Let us not overlook, though, another outstanding issue facing KPMG. Having been auditor to the Irish Nationwide Building Society and consultant to it in the society’s demutualisation, KPMG was subsequently appointed as liquidator in the run-down of the business, which is now merged with the Anglo-Irish Bank into the Irish Bank Resolution Corporation.
KPMG was not the auditor to the Anglo-Irish Bank – that was Ernst & Young (now called EY). As liquidator, KPMG is suing EY over its audits. (EY denies its audits were inadequate.) So far, KPMG has declined to sue itself over its own audits of Irish Nationwide. Under intense political pressure, KPMG has agreed to have the decision on possible legal action against itself being taken in a way that is not afflicted by a conflict of interest. (KPMG did not respond to a request for a comment on the issues related to Irish Nationwide.)
This must, one would think, be embarrassing for KPMG. Whether, though, it is more embarrassing than the investigations into its audits of the Co-operative Bank is difficult to say. Taken together it does present a severe reputational problem for the audit firm that achieved market dominance in the mutual sector.

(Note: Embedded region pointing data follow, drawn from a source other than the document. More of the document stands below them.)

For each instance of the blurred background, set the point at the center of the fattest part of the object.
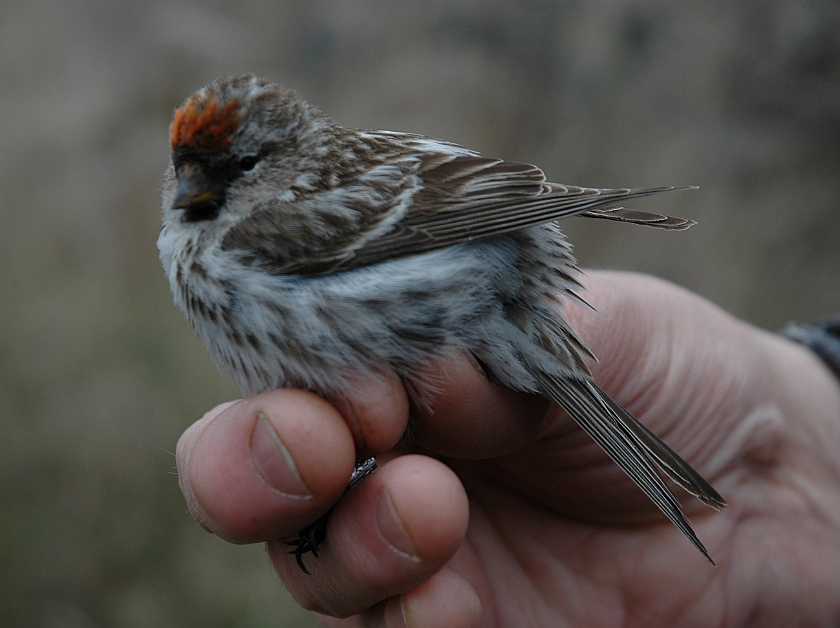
(100, 374)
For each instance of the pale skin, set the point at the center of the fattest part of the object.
(506, 514)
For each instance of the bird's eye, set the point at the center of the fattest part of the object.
(248, 162)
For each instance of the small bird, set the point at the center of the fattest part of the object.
(304, 253)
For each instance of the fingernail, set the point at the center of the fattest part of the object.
(391, 528)
(273, 462)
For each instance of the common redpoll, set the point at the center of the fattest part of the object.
(305, 253)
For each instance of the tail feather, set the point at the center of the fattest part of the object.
(633, 447)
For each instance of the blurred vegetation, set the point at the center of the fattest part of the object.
(100, 374)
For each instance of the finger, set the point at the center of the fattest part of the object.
(386, 537)
(473, 418)
(375, 410)
(266, 466)
(446, 600)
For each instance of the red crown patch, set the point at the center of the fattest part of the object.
(203, 122)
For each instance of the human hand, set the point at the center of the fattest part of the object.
(528, 522)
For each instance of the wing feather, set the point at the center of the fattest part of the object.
(460, 197)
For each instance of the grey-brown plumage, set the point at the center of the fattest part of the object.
(303, 253)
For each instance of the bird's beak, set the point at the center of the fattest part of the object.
(195, 188)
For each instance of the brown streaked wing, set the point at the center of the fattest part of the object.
(470, 198)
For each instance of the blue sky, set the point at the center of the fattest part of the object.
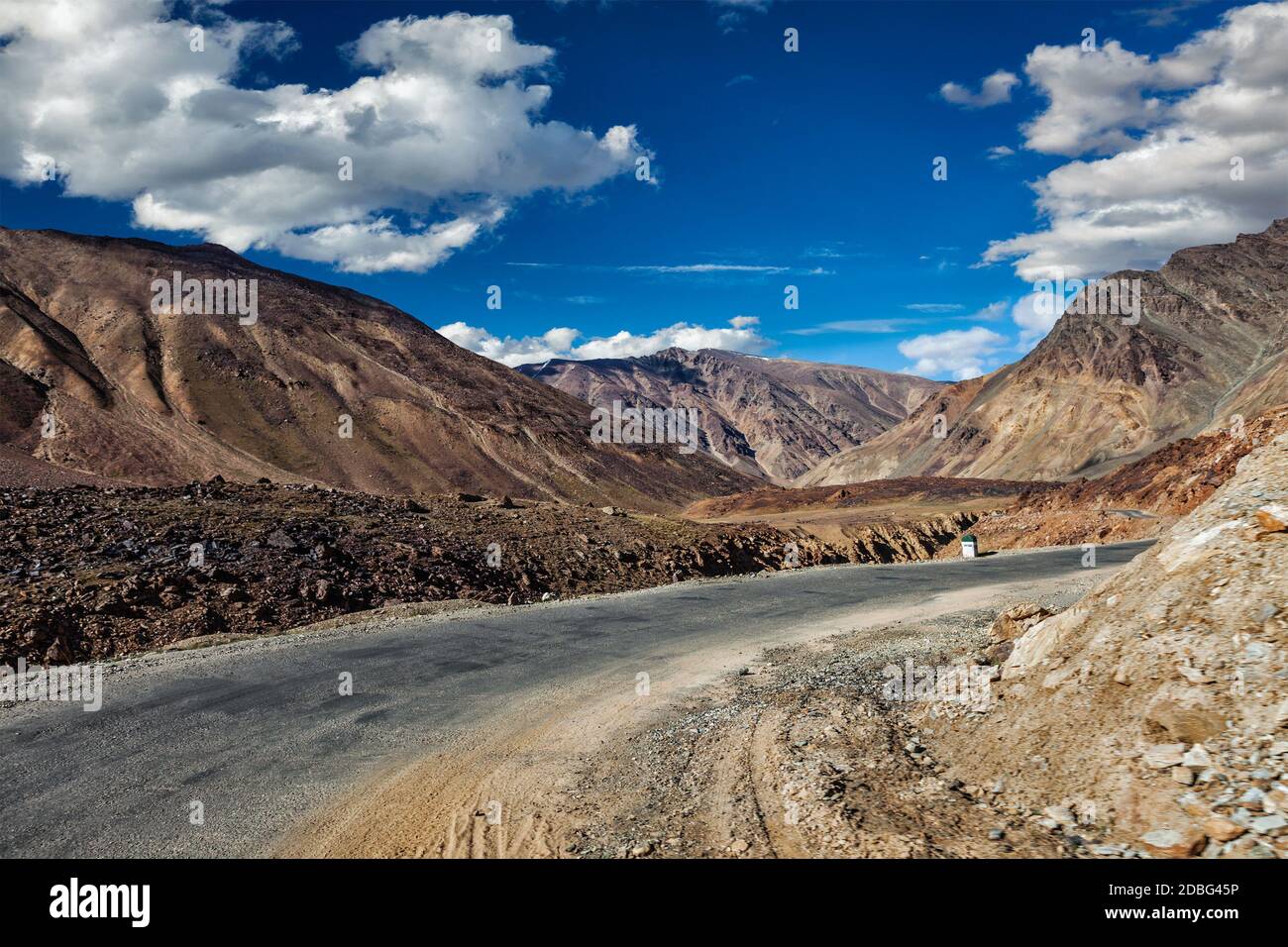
(771, 169)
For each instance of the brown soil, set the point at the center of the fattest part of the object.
(102, 573)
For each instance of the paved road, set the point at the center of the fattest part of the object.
(259, 733)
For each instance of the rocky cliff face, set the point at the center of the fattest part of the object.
(160, 398)
(771, 418)
(1098, 392)
(1154, 712)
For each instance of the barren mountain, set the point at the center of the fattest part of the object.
(1096, 392)
(1154, 710)
(163, 398)
(771, 418)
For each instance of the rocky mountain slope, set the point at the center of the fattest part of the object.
(771, 418)
(1155, 710)
(165, 398)
(1098, 393)
(1137, 500)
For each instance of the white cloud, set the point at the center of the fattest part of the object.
(993, 311)
(861, 326)
(993, 90)
(562, 343)
(934, 307)
(1162, 133)
(111, 91)
(1034, 320)
(958, 352)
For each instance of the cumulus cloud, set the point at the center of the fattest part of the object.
(993, 90)
(1154, 140)
(1034, 320)
(111, 93)
(958, 352)
(934, 307)
(562, 343)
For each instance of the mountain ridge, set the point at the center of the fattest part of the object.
(769, 418)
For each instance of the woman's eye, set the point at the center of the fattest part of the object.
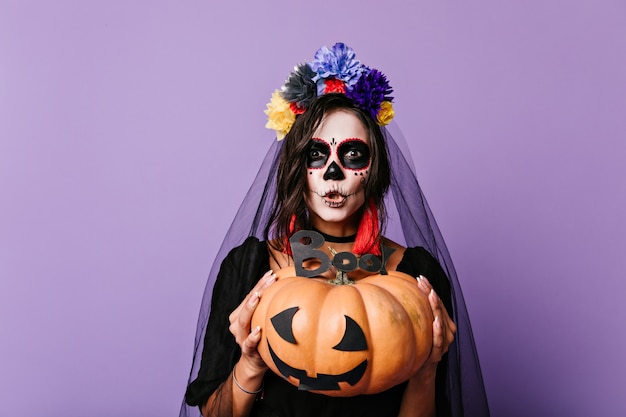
(315, 154)
(353, 154)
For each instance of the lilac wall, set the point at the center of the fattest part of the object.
(121, 121)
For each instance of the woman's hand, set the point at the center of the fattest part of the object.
(419, 396)
(443, 326)
(247, 338)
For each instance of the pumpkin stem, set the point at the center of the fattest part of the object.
(341, 277)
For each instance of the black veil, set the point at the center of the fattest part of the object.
(410, 223)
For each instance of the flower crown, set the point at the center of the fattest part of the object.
(333, 70)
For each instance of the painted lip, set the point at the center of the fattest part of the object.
(334, 199)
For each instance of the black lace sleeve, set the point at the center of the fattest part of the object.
(239, 272)
(418, 261)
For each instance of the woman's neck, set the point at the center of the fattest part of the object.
(336, 239)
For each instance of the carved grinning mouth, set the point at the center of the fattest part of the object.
(322, 381)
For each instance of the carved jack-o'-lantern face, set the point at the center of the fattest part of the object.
(353, 340)
(344, 340)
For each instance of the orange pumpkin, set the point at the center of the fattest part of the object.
(344, 340)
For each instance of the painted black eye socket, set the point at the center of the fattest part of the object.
(354, 154)
(318, 154)
(353, 339)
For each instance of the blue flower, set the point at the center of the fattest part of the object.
(337, 62)
(370, 90)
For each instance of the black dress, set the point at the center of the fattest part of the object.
(238, 274)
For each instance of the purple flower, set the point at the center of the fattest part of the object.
(300, 87)
(370, 90)
(337, 62)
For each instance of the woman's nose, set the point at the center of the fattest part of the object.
(333, 172)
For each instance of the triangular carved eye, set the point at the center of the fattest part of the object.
(282, 324)
(353, 339)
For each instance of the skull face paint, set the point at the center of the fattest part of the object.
(338, 161)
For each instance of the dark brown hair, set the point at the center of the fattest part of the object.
(291, 183)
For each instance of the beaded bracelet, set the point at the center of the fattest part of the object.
(242, 388)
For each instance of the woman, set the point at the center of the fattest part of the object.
(331, 175)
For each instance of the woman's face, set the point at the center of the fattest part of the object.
(338, 164)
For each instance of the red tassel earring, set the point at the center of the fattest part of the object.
(292, 228)
(367, 235)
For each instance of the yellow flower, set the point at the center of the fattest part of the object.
(279, 115)
(385, 114)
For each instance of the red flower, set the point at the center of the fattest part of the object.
(333, 85)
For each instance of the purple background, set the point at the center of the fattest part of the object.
(130, 131)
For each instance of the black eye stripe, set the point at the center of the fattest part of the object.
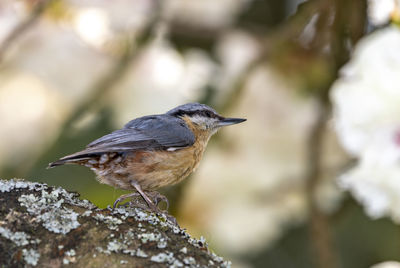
(205, 113)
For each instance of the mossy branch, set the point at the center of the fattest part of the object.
(45, 226)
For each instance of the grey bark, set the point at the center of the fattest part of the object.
(45, 226)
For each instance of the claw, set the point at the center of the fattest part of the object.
(158, 198)
(123, 198)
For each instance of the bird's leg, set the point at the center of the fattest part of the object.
(158, 198)
(124, 197)
(145, 197)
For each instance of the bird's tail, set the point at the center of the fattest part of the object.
(70, 159)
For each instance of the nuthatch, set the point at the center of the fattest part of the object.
(151, 151)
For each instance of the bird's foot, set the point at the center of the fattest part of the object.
(158, 198)
(153, 199)
(123, 197)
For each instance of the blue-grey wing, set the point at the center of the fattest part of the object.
(157, 132)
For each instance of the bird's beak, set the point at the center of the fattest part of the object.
(230, 121)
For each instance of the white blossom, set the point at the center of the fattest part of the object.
(366, 101)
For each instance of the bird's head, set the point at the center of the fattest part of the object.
(203, 116)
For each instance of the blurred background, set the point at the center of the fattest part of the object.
(312, 179)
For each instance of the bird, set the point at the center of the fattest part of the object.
(152, 151)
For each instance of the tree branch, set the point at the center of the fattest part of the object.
(47, 227)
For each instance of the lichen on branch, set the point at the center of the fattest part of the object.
(42, 225)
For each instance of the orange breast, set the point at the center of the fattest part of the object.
(155, 169)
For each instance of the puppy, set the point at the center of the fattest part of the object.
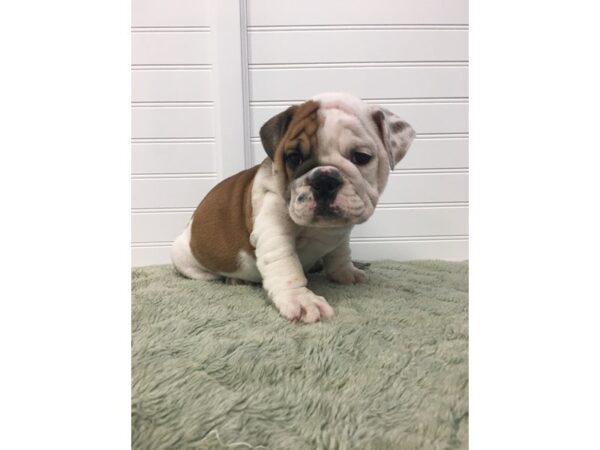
(328, 162)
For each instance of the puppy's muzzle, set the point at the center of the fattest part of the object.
(325, 184)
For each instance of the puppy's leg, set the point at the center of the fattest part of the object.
(274, 238)
(339, 266)
(184, 261)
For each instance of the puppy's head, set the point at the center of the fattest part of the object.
(332, 156)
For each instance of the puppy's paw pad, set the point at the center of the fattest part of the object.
(302, 304)
(350, 275)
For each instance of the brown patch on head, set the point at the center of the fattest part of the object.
(293, 130)
(222, 223)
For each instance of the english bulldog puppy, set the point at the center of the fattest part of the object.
(328, 162)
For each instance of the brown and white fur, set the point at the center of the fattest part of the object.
(273, 222)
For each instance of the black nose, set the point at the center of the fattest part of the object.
(325, 185)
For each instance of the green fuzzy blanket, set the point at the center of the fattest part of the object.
(216, 367)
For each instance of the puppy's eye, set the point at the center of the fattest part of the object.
(360, 158)
(293, 159)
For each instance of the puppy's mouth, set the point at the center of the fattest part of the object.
(341, 210)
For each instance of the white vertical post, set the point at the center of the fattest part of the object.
(231, 83)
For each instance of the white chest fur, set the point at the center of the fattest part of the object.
(314, 243)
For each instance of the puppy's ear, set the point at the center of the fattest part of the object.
(396, 134)
(273, 130)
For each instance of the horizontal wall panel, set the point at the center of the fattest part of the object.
(364, 82)
(180, 157)
(452, 250)
(331, 12)
(387, 222)
(436, 154)
(169, 192)
(425, 118)
(180, 122)
(448, 153)
(357, 45)
(404, 188)
(169, 13)
(426, 188)
(159, 226)
(168, 47)
(448, 221)
(150, 255)
(172, 85)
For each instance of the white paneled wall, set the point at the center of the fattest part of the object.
(207, 74)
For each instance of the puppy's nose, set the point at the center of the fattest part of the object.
(325, 185)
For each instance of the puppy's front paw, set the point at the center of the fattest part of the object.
(348, 275)
(303, 304)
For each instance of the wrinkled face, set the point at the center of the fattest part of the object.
(332, 161)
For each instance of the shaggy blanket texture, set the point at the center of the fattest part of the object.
(216, 367)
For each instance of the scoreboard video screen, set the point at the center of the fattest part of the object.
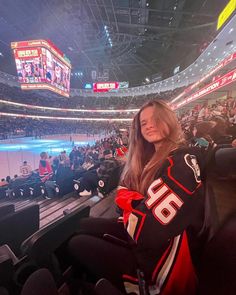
(41, 65)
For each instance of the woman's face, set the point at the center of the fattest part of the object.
(152, 131)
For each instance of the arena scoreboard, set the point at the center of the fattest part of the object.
(41, 65)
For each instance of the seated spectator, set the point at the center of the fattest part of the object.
(88, 163)
(64, 159)
(89, 181)
(25, 170)
(46, 173)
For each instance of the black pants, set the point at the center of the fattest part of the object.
(102, 258)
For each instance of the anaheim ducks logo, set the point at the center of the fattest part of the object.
(191, 161)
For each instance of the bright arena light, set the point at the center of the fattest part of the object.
(67, 118)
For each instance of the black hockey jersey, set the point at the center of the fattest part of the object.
(166, 223)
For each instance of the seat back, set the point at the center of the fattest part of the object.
(42, 244)
(218, 264)
(6, 209)
(18, 226)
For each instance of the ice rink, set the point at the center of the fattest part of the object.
(14, 151)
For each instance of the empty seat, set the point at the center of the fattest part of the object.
(18, 226)
(42, 245)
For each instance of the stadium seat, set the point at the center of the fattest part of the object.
(218, 272)
(43, 244)
(110, 182)
(6, 209)
(18, 226)
(3, 192)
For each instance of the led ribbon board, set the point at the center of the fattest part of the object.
(226, 13)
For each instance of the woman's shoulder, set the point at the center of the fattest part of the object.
(188, 156)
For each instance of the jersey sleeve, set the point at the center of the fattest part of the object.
(169, 204)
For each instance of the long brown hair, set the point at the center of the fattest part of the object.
(143, 161)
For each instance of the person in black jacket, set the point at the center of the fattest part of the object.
(162, 200)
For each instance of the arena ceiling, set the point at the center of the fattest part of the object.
(148, 38)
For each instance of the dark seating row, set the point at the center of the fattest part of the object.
(38, 250)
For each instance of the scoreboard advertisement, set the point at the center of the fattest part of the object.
(41, 65)
(109, 86)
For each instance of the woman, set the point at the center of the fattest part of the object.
(162, 200)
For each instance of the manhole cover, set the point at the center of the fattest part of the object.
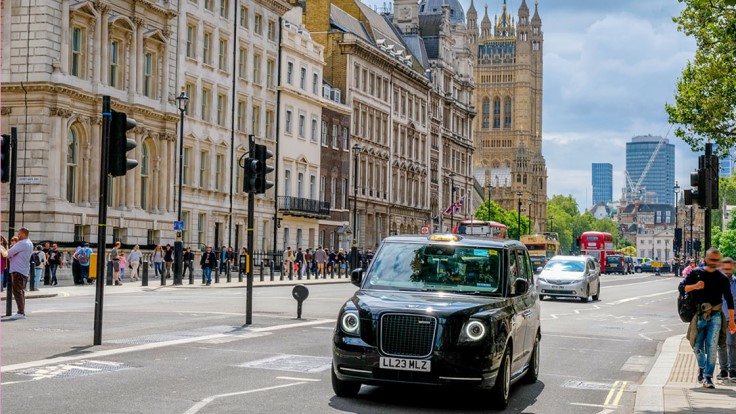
(292, 363)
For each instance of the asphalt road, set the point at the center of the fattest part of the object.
(188, 351)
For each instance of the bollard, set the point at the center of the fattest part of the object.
(300, 293)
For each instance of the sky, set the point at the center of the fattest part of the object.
(609, 68)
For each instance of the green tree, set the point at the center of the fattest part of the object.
(705, 98)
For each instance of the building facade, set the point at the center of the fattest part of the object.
(602, 174)
(650, 165)
(508, 129)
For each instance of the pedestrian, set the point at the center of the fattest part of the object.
(158, 259)
(115, 258)
(208, 262)
(135, 257)
(710, 287)
(38, 264)
(55, 262)
(727, 349)
(83, 255)
(168, 259)
(20, 267)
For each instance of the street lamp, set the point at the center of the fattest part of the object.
(452, 200)
(354, 248)
(676, 188)
(518, 214)
(181, 101)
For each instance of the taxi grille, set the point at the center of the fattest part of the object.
(407, 335)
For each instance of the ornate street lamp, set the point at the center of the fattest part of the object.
(181, 101)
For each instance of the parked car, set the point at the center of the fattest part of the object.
(570, 277)
(442, 310)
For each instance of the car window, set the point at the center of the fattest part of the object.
(436, 267)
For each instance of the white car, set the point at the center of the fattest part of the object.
(570, 277)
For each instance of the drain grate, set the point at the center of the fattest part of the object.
(73, 369)
(292, 363)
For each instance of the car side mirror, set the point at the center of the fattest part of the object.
(356, 276)
(521, 286)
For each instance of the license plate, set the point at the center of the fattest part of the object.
(404, 364)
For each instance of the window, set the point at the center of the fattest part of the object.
(207, 48)
(191, 40)
(205, 104)
(186, 166)
(114, 64)
(144, 177)
(72, 161)
(222, 56)
(219, 171)
(242, 59)
(203, 168)
(78, 45)
(221, 109)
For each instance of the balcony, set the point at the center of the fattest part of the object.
(304, 207)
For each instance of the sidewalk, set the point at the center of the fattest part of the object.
(671, 386)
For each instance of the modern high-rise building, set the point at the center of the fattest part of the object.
(650, 165)
(602, 182)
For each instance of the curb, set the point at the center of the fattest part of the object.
(650, 395)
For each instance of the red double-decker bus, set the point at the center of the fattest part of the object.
(597, 244)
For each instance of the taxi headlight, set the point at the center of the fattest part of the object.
(350, 323)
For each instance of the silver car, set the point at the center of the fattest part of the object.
(570, 277)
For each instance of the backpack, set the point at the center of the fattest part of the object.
(82, 257)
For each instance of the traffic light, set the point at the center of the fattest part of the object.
(6, 158)
(118, 163)
(262, 154)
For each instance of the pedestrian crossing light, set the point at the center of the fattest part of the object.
(117, 161)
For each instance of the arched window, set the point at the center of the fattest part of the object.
(486, 113)
(145, 160)
(507, 113)
(496, 113)
(72, 161)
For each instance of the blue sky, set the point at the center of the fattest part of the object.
(609, 68)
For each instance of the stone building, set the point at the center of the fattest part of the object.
(508, 130)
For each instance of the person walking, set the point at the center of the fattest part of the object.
(158, 259)
(208, 262)
(727, 350)
(710, 287)
(135, 257)
(20, 267)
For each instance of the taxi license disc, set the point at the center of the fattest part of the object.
(404, 364)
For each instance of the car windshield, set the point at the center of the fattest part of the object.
(565, 265)
(436, 267)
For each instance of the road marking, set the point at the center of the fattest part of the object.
(208, 400)
(153, 345)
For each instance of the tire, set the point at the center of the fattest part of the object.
(502, 388)
(345, 389)
(533, 373)
(584, 299)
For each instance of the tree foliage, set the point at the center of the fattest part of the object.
(705, 97)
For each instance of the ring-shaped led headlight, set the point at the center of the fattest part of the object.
(350, 323)
(475, 330)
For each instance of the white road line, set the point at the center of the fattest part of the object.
(154, 345)
(208, 400)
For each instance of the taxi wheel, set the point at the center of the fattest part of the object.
(500, 391)
(342, 388)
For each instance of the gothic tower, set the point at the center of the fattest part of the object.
(508, 96)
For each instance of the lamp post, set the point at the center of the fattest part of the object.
(181, 101)
(676, 189)
(518, 214)
(354, 248)
(452, 200)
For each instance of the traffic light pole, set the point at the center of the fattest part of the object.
(102, 222)
(11, 211)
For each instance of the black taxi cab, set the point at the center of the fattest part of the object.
(440, 310)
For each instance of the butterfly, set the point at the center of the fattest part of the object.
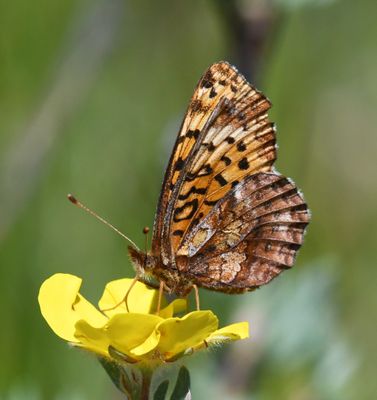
(226, 219)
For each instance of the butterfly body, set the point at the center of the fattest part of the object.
(226, 220)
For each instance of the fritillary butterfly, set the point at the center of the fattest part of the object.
(226, 220)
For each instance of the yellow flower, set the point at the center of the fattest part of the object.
(138, 335)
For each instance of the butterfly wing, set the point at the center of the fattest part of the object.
(248, 238)
(225, 137)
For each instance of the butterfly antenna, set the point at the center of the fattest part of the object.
(78, 203)
(146, 232)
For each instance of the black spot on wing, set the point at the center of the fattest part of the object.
(241, 146)
(179, 164)
(226, 160)
(243, 164)
(193, 189)
(193, 134)
(220, 179)
(187, 211)
(212, 93)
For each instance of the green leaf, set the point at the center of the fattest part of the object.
(182, 387)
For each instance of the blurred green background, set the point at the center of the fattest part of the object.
(91, 97)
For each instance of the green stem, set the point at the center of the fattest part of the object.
(146, 384)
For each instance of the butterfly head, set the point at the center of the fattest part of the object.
(142, 262)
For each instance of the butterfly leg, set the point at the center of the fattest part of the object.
(125, 298)
(160, 291)
(197, 302)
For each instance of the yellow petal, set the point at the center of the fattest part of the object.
(62, 305)
(129, 331)
(141, 298)
(179, 334)
(231, 332)
(91, 338)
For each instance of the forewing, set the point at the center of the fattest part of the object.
(225, 137)
(249, 237)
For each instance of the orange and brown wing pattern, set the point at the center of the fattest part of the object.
(225, 136)
(248, 238)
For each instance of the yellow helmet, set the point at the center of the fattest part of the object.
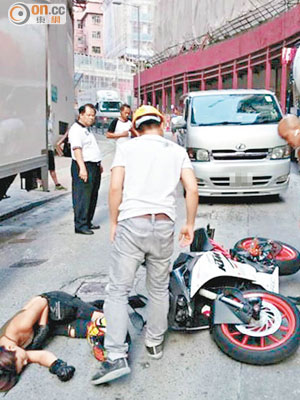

This comes at a bad time, too. The FRC, the Competition Commission and the European Commission are all trying to break the stranglehold of the Big Four audit firms – KPMG, PwC, Deloitte and EY – and encourage more large companies to switch to mid-size firms, such as Grant Thornton and BDO.
The FRC’s Corporate Governance Code specifies that large listed companies should put external audits out to tender at least once every 10 years. The European Union is going further, preventing auditors from holding contracts for more ten years where there is a public interest. This is not merely to keep down costs, but also to ensure auditor objectivity.
Auditors’ responsibilities are to shareholders, or members in the case of a mutual. If auditors get too close to directors or management the necessary objectivity may be lost. Let us hope these principles are remembered during the forthcoming season of annual society meetings.